Evaluation can be divided into two different components, the formative evaluation and summative evaluation (Graff, Russell, and Stegbauer 2007).
Therefore both the evaluations were carried out on Mrs. Thomson. In formative evaluation information about the independence or dependence continuum of Mrs. Thomson was taken and evaluated. This information was obtained from her as well as from her psychologists and nutritionist. It also involved discussing and noting the issues of Mrs. Thomson either getting improved or worse and finding out if she had moved away or towards from the planned goals. In summative evaluation her holistic opinion was considered i.e. how she felt regarding the treatment; whether he felt that the goals were attainable (Stetler 2006).

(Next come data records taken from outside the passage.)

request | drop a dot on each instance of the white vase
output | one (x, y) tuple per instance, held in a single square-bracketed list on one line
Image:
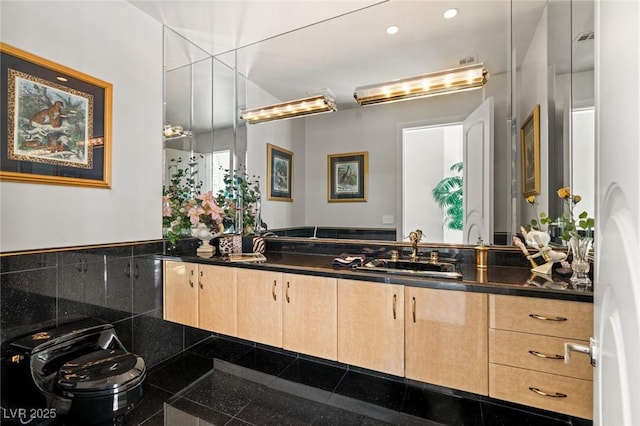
[(203, 233), (580, 248)]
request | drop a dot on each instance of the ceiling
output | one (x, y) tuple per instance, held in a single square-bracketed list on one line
[(294, 48)]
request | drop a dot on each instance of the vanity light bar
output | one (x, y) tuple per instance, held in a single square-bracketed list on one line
[(306, 106), (437, 83)]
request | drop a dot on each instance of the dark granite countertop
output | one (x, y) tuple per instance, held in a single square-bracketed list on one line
[(508, 280)]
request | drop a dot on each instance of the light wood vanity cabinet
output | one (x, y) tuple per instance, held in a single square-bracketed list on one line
[(526, 347), (371, 325), (509, 347), (202, 296), (180, 301), (310, 315), (446, 338), (260, 306)]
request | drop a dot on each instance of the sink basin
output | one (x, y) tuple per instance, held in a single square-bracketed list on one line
[(413, 267)]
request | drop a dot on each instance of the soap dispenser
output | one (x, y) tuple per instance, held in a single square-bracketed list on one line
[(482, 252)]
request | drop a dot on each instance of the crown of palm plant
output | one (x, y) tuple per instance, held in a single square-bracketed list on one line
[(448, 194)]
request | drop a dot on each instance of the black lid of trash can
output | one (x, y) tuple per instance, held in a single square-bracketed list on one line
[(102, 371)]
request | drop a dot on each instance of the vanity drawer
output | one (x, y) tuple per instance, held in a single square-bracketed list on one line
[(536, 352), (546, 391), (548, 317)]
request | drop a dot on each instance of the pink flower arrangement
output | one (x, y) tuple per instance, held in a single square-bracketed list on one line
[(204, 209)]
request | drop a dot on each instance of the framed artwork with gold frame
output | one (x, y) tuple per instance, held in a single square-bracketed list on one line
[(57, 126), (530, 153), (279, 174), (347, 176)]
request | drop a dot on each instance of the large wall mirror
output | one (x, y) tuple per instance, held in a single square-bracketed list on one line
[(533, 51)]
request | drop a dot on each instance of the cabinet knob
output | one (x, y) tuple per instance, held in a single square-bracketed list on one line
[(547, 394), (543, 318), (413, 308), (395, 298), (590, 350), (541, 355)]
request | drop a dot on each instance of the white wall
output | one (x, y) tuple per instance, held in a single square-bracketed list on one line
[(115, 42), (532, 90), (287, 134), (374, 129)]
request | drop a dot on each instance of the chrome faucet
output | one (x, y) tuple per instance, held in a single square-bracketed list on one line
[(414, 238)]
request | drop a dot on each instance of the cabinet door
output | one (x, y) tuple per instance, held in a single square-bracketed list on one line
[(260, 306), (371, 325), (181, 293), (310, 315), (217, 301), (447, 338)]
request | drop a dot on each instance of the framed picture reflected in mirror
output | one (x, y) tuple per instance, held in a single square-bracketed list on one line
[(530, 153), (347, 176), (279, 174)]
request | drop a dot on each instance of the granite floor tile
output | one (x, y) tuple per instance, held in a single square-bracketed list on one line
[(331, 416), (372, 389), (223, 349), (224, 392), (267, 361), (322, 376), (273, 407), (499, 415), (179, 373), (449, 409), (184, 411), (150, 406)]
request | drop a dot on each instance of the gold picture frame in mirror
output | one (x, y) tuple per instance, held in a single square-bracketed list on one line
[(347, 176), (530, 153), (279, 174)]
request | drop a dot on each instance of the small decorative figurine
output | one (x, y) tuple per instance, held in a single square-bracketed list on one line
[(539, 241)]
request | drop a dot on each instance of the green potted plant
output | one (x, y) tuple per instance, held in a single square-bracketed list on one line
[(448, 194), (240, 201)]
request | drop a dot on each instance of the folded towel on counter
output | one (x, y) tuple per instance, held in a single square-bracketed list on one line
[(349, 261)]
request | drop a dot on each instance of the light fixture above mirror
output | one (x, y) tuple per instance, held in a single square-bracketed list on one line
[(457, 79), (290, 109)]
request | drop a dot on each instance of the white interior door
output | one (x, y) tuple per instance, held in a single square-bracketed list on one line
[(478, 175), (617, 273)]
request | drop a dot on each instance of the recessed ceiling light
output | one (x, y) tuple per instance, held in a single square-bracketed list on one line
[(450, 13), (392, 29)]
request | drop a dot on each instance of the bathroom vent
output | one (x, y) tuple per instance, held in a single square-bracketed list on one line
[(468, 60), (589, 35)]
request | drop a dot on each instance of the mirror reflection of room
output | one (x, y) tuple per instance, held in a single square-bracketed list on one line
[(544, 37)]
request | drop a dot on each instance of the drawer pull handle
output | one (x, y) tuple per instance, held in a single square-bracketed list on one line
[(414, 309), (394, 306), (541, 355), (550, 395), (543, 318)]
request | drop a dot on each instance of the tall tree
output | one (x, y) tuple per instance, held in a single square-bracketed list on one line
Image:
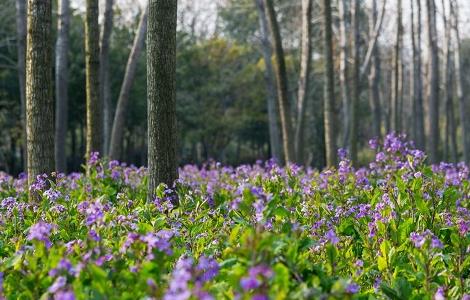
[(463, 100), (105, 94), (161, 93), (21, 52), (304, 78), (329, 99), (61, 84), (282, 83), (355, 81), (450, 129), (273, 111), (374, 76), (416, 78), (92, 63), (433, 83), (115, 149), (39, 100)]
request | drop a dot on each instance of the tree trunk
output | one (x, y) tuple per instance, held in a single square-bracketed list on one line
[(21, 52), (161, 94), (39, 100), (93, 104), (329, 99), (105, 94), (433, 83), (355, 82), (464, 119), (344, 71), (120, 115), (397, 73), (61, 84), (273, 111), (374, 77), (451, 139), (304, 78), (282, 83)]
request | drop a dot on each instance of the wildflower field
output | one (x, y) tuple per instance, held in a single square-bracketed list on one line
[(397, 229)]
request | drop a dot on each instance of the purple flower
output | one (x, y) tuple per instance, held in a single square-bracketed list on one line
[(41, 232)]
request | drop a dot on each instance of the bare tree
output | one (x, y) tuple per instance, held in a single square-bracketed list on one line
[(115, 149), (433, 83), (464, 120), (39, 100), (21, 52), (61, 84), (304, 80), (282, 83), (273, 111), (161, 93), (105, 94), (329, 99), (92, 64)]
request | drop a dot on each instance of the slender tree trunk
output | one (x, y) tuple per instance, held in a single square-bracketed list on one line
[(273, 111), (93, 104), (61, 84), (374, 77), (355, 82), (397, 73), (463, 108), (433, 123), (21, 52), (451, 139), (344, 71), (161, 94), (329, 98), (105, 94), (304, 79), (282, 83), (39, 100), (120, 115)]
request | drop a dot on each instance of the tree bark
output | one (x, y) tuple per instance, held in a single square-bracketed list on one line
[(105, 94), (282, 83), (61, 84), (344, 71), (273, 111), (304, 79), (115, 149), (161, 94), (433, 83), (355, 82), (329, 99), (39, 100), (21, 52), (93, 104), (464, 119), (374, 77)]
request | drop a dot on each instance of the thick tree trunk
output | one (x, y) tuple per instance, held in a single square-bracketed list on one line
[(161, 94), (39, 100), (21, 52), (374, 77), (344, 71), (433, 83), (93, 104), (304, 79), (282, 83), (120, 115), (61, 84), (355, 82), (329, 99), (463, 108), (105, 94), (273, 111)]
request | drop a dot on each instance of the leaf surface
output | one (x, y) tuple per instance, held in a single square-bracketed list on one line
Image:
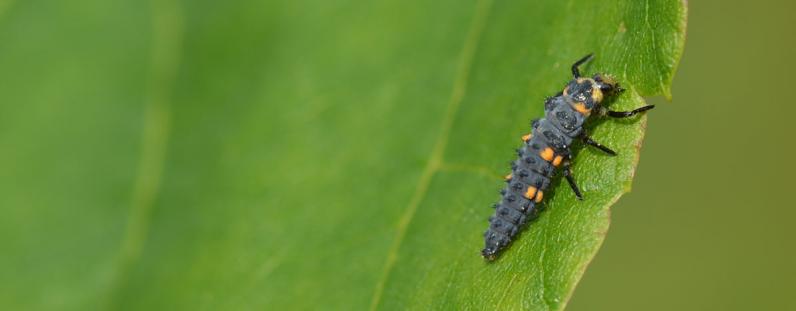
[(303, 154)]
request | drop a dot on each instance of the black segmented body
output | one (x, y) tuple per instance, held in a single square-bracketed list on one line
[(547, 150)]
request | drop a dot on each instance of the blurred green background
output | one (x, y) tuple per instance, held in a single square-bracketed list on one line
[(709, 224)]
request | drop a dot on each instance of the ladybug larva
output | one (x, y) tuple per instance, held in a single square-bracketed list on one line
[(547, 150)]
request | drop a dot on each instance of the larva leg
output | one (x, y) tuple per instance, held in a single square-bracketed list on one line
[(626, 114)]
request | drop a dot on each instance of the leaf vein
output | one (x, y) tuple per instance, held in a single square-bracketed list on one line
[(435, 161)]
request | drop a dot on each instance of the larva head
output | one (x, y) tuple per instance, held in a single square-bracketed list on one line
[(586, 93)]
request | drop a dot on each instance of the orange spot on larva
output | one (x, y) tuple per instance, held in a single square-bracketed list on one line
[(539, 196), (547, 154), (530, 193), (557, 160)]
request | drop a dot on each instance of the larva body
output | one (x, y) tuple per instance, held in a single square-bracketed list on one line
[(546, 151)]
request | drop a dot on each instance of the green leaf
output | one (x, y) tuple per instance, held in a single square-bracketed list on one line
[(302, 154)]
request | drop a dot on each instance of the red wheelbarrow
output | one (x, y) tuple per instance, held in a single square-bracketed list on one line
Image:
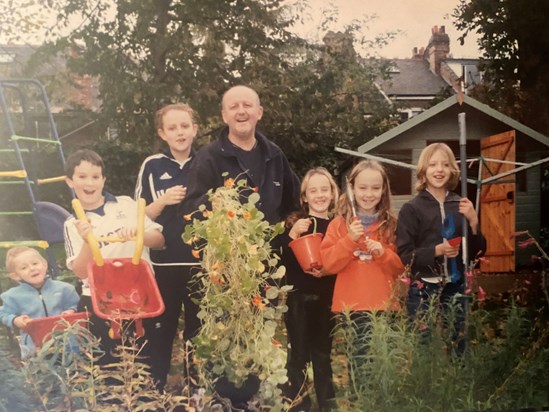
[(40, 329), (122, 289)]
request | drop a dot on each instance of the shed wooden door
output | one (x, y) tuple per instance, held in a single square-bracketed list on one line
[(497, 203)]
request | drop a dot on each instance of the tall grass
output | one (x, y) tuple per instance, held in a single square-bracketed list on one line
[(412, 365)]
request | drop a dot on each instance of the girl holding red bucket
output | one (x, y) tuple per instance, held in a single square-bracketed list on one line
[(309, 320), (359, 248)]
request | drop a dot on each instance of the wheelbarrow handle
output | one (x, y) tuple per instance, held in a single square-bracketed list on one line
[(90, 238), (113, 239), (139, 238)]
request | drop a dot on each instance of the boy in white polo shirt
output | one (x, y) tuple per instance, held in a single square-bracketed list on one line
[(107, 215)]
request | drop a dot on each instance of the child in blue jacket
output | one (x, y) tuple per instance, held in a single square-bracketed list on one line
[(36, 296)]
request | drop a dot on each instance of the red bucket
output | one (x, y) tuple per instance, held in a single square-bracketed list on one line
[(122, 290), (307, 251), (39, 329)]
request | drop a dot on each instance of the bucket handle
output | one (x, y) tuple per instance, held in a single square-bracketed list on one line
[(314, 226), (90, 238)]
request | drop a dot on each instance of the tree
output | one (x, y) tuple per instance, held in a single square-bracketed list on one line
[(514, 39), (144, 54)]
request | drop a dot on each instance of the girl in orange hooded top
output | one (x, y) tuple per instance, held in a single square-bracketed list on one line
[(359, 246)]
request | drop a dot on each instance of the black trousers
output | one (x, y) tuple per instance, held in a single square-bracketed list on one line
[(178, 291), (309, 322)]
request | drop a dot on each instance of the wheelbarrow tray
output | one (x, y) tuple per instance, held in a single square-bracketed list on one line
[(122, 290), (40, 328)]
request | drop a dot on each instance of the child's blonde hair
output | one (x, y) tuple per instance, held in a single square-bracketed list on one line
[(159, 115), (387, 218), (423, 163), (15, 251)]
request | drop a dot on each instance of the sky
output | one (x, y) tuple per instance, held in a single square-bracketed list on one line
[(415, 18)]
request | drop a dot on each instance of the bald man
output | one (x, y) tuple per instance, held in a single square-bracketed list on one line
[(245, 153)]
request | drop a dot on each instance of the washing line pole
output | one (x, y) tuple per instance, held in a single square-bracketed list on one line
[(465, 223)]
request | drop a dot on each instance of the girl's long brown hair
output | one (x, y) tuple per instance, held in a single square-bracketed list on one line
[(387, 218)]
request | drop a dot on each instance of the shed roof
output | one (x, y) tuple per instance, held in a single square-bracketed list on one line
[(449, 102)]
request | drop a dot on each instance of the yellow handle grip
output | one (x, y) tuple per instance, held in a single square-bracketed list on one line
[(91, 239), (113, 239), (31, 243), (139, 239)]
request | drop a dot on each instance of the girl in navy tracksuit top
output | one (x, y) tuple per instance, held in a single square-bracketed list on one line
[(425, 229), (309, 320), (163, 182)]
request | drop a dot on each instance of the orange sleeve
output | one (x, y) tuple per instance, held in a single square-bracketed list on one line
[(337, 248)]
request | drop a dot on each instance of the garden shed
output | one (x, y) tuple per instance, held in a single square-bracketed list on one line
[(505, 160)]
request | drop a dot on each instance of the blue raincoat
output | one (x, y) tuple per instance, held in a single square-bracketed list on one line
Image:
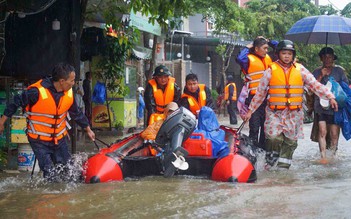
[(208, 125)]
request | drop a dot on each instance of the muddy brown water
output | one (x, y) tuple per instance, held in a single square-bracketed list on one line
[(307, 190)]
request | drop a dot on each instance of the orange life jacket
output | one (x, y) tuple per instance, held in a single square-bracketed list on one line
[(45, 120), (285, 89), (255, 71), (161, 99), (194, 104), (226, 91)]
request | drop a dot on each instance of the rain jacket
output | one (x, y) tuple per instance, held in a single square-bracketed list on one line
[(209, 126)]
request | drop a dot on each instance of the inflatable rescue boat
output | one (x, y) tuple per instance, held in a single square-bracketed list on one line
[(176, 139)]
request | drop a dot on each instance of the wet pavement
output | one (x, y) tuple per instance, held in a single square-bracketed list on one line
[(307, 190)]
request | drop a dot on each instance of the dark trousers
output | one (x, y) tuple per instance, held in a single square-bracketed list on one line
[(49, 154), (87, 105), (256, 125), (231, 111)]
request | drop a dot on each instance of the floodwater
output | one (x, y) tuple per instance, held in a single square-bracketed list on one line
[(307, 190)]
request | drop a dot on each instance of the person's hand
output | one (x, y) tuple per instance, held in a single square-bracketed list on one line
[(247, 116), (333, 104), (90, 133)]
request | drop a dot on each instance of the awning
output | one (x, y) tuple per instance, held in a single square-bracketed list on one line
[(142, 52), (203, 41)]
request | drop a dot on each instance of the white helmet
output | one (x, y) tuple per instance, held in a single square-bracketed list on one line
[(140, 89)]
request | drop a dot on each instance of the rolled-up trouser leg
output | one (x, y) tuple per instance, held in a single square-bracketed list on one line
[(273, 145), (286, 152)]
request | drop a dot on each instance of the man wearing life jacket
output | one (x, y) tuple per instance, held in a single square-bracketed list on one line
[(49, 104), (160, 91), (324, 115), (230, 98), (254, 60), (195, 95), (284, 83)]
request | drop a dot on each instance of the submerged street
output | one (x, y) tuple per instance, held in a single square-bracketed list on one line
[(307, 190)]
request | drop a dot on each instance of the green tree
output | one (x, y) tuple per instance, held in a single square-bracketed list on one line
[(228, 18), (165, 13)]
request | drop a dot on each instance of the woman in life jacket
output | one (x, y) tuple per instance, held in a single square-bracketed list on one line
[(284, 83)]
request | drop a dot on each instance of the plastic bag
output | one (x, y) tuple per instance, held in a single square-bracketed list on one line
[(340, 95), (99, 93)]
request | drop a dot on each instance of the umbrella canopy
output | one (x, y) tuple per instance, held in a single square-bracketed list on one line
[(323, 29)]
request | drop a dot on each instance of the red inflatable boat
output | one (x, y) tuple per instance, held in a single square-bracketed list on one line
[(130, 157)]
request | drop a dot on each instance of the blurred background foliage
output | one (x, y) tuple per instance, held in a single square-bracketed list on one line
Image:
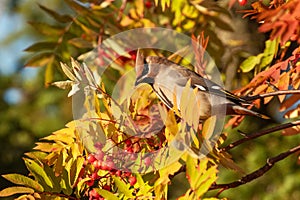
[(30, 111)]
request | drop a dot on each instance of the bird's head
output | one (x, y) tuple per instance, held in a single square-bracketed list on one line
[(145, 68)]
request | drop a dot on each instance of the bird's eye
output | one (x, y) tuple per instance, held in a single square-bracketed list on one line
[(145, 69)]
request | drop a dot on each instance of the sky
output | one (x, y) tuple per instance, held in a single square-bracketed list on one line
[(12, 50)]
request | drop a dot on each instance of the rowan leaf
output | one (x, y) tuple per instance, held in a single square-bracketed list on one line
[(40, 59), (15, 190), (41, 46), (251, 62), (23, 180), (38, 172), (58, 17), (47, 29), (106, 194)]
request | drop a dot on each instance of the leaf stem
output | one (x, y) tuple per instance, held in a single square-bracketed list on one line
[(277, 93), (257, 173), (260, 133)]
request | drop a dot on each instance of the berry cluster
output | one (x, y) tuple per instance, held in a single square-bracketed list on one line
[(97, 172)]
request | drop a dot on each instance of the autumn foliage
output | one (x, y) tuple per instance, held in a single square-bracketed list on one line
[(83, 160)]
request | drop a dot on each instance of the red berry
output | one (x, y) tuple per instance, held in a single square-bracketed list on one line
[(95, 176), (106, 187), (148, 4), (90, 183), (94, 193), (91, 158), (148, 161), (133, 55), (242, 2), (118, 173), (133, 156), (132, 180), (97, 164), (128, 143), (127, 174), (99, 155)]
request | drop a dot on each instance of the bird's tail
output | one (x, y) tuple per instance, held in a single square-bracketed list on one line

Following evaluation of Mrs. Thomson, she was found going well with the treatment. She had adopted many new activities to avoid loneliness. She also showed good compliance with the drugs.
Conclusion
In this paper, the nursing process was carried out on Mrs. Thomson to identify, treat and prevent her potential health problems. The assessment and individualised care planning determined the Mrs. Thomson particular requirements or needs as regards to her health. A holistic approach was the used for her overall wellbeing. Care needs were started out in a manner that both the nurse and the Mrs. Thomson knew precisely what was occurring together with her psychologist, doctor and nutritionists. Eventually, Mrs. Thomson showed an earlier recovery and returned back to her normal and healthy life, — demonstrating that involving the patients in their care facilitate them to experience they are part of their care team and are more likely to help themselves with their care.
Thus, in problem solving approach in order to make the nursing process effective re-evaluating goals as well as interventions require being ongoing and continuous. This paper has demonstrated that when problem solving approach is used, it offers a first-class basis to providing nursing care.